Под городом Гжатском к регулярной русской армии присоединились сразу двадцать пять тысяч таких новобранцев.
— Эка сила какая прибыла! — подзадоривают новых солдат бывалые. — Что грибов в урожайный год. Значит, вас прямо в бой. Карасями на сковородку.
Ходят ополченцы, настоящим солдатам завидуют.
У солдат в разный цвет мундиры, панталоны в обтяжку, на ногах башмаки.
У ополченцев простые кафтаны, портки-шаровары, сапоги невоенного кроя.
У солдат шапки с султанами, кивера и кокарды.
У ополченцев просто фуражки.
У солдат ружья, штыки на ружьях.
У ополченцев ружье на троих.
— Вы рангом нас чуть пониже, — смеются солдаты. — Войско второго сорта.
Всюду вновь прибывшему меньший почет. Так и тут, на войне.
Под тем же городом Гжатском ополченцы имели первое «дело». Отличились они в бою. Отбили и в плен пригнали отряд французов. Сгрудились у пленных солдаты.
— Ты смотри!
— Ну и бороды!
— Ну и кафтаны!
Рады ополченцы, что их солдаты бывалые хвалят. Осмелели. Стали просить, чтобы каждому дали ружья.
— Не давать им, не давать ружья! — смеются солдаты. — Да они с ружьями всех французов в плен заберут, нам ничего не оставят.
Конечно, дали бы новым солдатам ружья. Да ведь ружей в армии не хватало, многотысячной стала армия. Ружья — они не грибы. Их в лесу под кустами не сыщешь. Ружья делать и делать надо. Да разве главное в ружьях? Ружье без солдата не стрельнет. Солдат и без ружья победит.
Кутузов читал письмо:
«Милостивый государь, батюшка Михаил Илларионович!..»

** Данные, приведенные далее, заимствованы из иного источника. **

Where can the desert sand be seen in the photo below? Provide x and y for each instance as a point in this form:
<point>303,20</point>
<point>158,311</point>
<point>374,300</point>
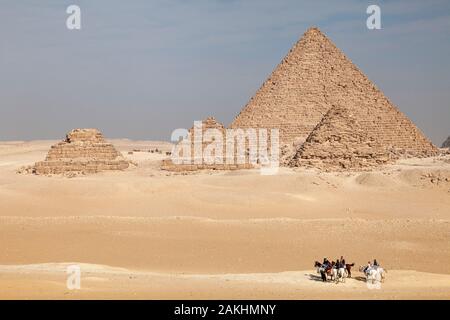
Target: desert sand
<point>148,233</point>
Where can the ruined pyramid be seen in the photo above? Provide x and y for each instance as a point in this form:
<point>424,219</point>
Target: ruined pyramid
<point>315,76</point>
<point>83,151</point>
<point>340,142</point>
<point>219,158</point>
<point>446,143</point>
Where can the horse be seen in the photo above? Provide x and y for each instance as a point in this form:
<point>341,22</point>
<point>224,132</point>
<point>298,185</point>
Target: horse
<point>374,274</point>
<point>348,269</point>
<point>325,272</point>
<point>321,270</point>
<point>340,274</point>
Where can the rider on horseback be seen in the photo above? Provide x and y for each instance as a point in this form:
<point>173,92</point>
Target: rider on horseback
<point>368,267</point>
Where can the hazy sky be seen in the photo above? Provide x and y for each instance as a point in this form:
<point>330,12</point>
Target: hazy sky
<point>139,69</point>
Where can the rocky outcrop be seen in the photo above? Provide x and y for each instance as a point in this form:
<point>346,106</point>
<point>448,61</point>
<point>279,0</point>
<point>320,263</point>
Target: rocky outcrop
<point>83,151</point>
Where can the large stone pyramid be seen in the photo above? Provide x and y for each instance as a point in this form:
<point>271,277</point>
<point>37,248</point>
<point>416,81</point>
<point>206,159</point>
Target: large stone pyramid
<point>446,143</point>
<point>83,151</point>
<point>340,142</point>
<point>311,79</point>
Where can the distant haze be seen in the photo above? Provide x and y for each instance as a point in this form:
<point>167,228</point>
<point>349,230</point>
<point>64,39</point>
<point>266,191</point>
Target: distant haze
<point>139,69</point>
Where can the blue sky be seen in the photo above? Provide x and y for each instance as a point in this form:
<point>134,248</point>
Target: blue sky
<point>139,69</point>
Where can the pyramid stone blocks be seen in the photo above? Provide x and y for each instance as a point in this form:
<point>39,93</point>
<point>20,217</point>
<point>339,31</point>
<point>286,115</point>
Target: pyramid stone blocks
<point>314,77</point>
<point>83,151</point>
<point>340,142</point>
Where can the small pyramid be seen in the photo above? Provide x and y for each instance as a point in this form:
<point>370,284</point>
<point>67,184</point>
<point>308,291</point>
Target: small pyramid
<point>339,142</point>
<point>83,151</point>
<point>446,143</point>
<point>220,162</point>
<point>314,76</point>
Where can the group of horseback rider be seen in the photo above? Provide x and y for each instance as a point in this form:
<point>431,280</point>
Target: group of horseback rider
<point>340,269</point>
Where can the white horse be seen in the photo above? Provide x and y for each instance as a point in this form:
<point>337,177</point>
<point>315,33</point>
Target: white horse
<point>340,274</point>
<point>374,274</point>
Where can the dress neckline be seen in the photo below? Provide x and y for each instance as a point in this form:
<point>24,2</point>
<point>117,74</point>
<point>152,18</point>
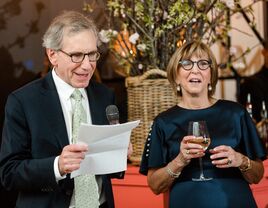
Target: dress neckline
<point>206,108</point>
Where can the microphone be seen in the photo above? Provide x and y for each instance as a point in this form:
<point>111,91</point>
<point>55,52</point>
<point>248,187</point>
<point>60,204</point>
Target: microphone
<point>112,114</point>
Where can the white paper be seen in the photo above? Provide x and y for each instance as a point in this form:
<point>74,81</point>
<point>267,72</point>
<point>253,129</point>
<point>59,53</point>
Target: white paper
<point>107,148</point>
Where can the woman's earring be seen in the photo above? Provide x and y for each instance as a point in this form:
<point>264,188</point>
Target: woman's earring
<point>178,88</point>
<point>209,87</point>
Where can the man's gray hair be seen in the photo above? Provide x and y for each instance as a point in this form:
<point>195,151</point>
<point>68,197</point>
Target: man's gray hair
<point>67,23</point>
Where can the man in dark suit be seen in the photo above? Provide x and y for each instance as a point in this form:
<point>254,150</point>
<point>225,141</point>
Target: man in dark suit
<point>37,153</point>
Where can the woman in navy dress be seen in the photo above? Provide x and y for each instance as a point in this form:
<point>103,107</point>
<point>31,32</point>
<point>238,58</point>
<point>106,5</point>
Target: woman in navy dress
<point>234,157</point>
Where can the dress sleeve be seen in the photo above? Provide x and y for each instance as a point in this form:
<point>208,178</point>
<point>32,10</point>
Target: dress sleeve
<point>155,150</point>
<point>253,146</point>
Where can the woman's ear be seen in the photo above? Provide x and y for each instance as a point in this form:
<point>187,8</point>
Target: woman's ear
<point>52,56</point>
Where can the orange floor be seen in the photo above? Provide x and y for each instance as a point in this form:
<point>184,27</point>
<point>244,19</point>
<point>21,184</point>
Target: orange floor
<point>133,192</point>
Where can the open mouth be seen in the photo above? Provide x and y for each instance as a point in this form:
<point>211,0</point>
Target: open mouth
<point>195,80</point>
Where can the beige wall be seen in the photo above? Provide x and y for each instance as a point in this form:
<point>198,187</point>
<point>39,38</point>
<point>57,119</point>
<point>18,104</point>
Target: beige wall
<point>242,40</point>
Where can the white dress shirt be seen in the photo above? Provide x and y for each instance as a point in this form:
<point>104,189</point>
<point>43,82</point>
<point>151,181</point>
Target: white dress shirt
<point>65,90</point>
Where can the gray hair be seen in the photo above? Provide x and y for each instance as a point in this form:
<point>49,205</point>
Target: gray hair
<point>67,23</point>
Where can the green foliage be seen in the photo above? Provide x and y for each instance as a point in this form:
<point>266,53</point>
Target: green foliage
<point>149,31</point>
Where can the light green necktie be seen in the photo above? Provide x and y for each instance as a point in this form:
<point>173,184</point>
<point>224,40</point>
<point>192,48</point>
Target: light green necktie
<point>86,188</point>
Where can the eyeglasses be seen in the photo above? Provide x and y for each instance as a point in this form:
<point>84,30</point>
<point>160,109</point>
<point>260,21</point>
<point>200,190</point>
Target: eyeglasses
<point>78,57</point>
<point>189,64</point>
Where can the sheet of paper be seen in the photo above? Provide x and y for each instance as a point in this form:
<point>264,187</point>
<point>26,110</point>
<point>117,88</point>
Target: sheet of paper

Письмо было от старого друга-генерала, ныне уже вышедшего в отставку. Генерал вспоминал многолетнюю службу с Кутузовым, былые походы. Поздравлял с назначением на пост главнокомандующего. Желал новых успехов. Но главное, ради чего писалось письмо, было в самом конце. Речь шла о генеральском сыне, молодом офицере Гришеньке. Генерал просил Кутузова в память о старой дружбе пригреть Гришеньку, взять в штаб, а лучше всего — в адъютанты.
— Да-а, — вздохнул Кутузов. — Не с этого мы начинали. Видать, молодежь не та уже нынче. Все ищут, где бы теплее, где жизнь поспокойнее. Все в штаб да в штаб, нет бы на поле боя.
Однако дружба есть дружба. Генерал был боевым, заслуженным. Кутузов его уважал и решил исполнить отцовскую просьбу.
Через несколько дней Гришенька прибыл.
Смотрит Кутузов — стоит перед ним птенец. Не офицер, а мальчишка. Ростом Кутузову едва до плеча. Худ, как тростинка. На губах пух, ни разу не тронутый бритвой.
Даже смешно стало Кутузову. «Да, не та пошла молодежь, офицерство теперь не то. Хлипкость в душе и теле».
Расспросил Кутузов Гришеньку об отце, вспомнил о матушке.
— Ну ладно, ступай. Исполнил я просьбу Петра Никодимовича — шей адъютантский наряд.
Однако офицер не уходит.
— Ваша светлость!
Кутузов нахмурился. Понял, что молодой офицер начнет благодарить.
— Ступай, ступай!
— Ваша светлость!.. — опять начинает Гришенька.
Кутузов поморщился: «Эка какой прилипчивый».
— Ну что тебе?
— Михаил Илларионович, мне бы в полк… Мне бы в армию к князю Петру Багратиону, — пролепетал Гришенька.
Развеселился от этого вдруг Кутузов. Смотрит на малый рост офицера, на пух, что вместо усов над верхней губой. «Дите, как есть дите». Жалко стало юнца Кутузову. Куда же посылать такого птенца под пули…
— Не могу, не могу, — говорит. — Батюшке твоему другое обещано.
Дрогнули у офицера губы. Ну, право, вот-вот расплачется.
— Не могу, — повторил Кутузов. — Да куда тебе в полк! Тебя-то и солдаты в бою не приметят.
Обиделся офицер:
— Так и Суворов ведь был не саженного роста.
Кутузов удивленно поднял глаза.
Понял он, что Гришенька не из тех, кто за отцовскую спину лезет. Подошел фельдмаршал к офицеру, расцеловал.
— Ладно, ладно. Вот и батюшка твой, бывало… — Кутузов не договорил: слеза подступила к глазу.
Постояли они минуту.
— Ступай, — махнул рукой наконец Кутузов. — Быть по сему: лети, крылатый, своей дорогой.
Гришенька вытянулся, ловко повернулся на каблуках, вышел. А Кутузов долго и задумчиво смотрел ему вслед. Затем он потребовал лист бумаги и принялся писать письмо старому генералу.
«Милостивый государь, батюшка Петр Никодимович!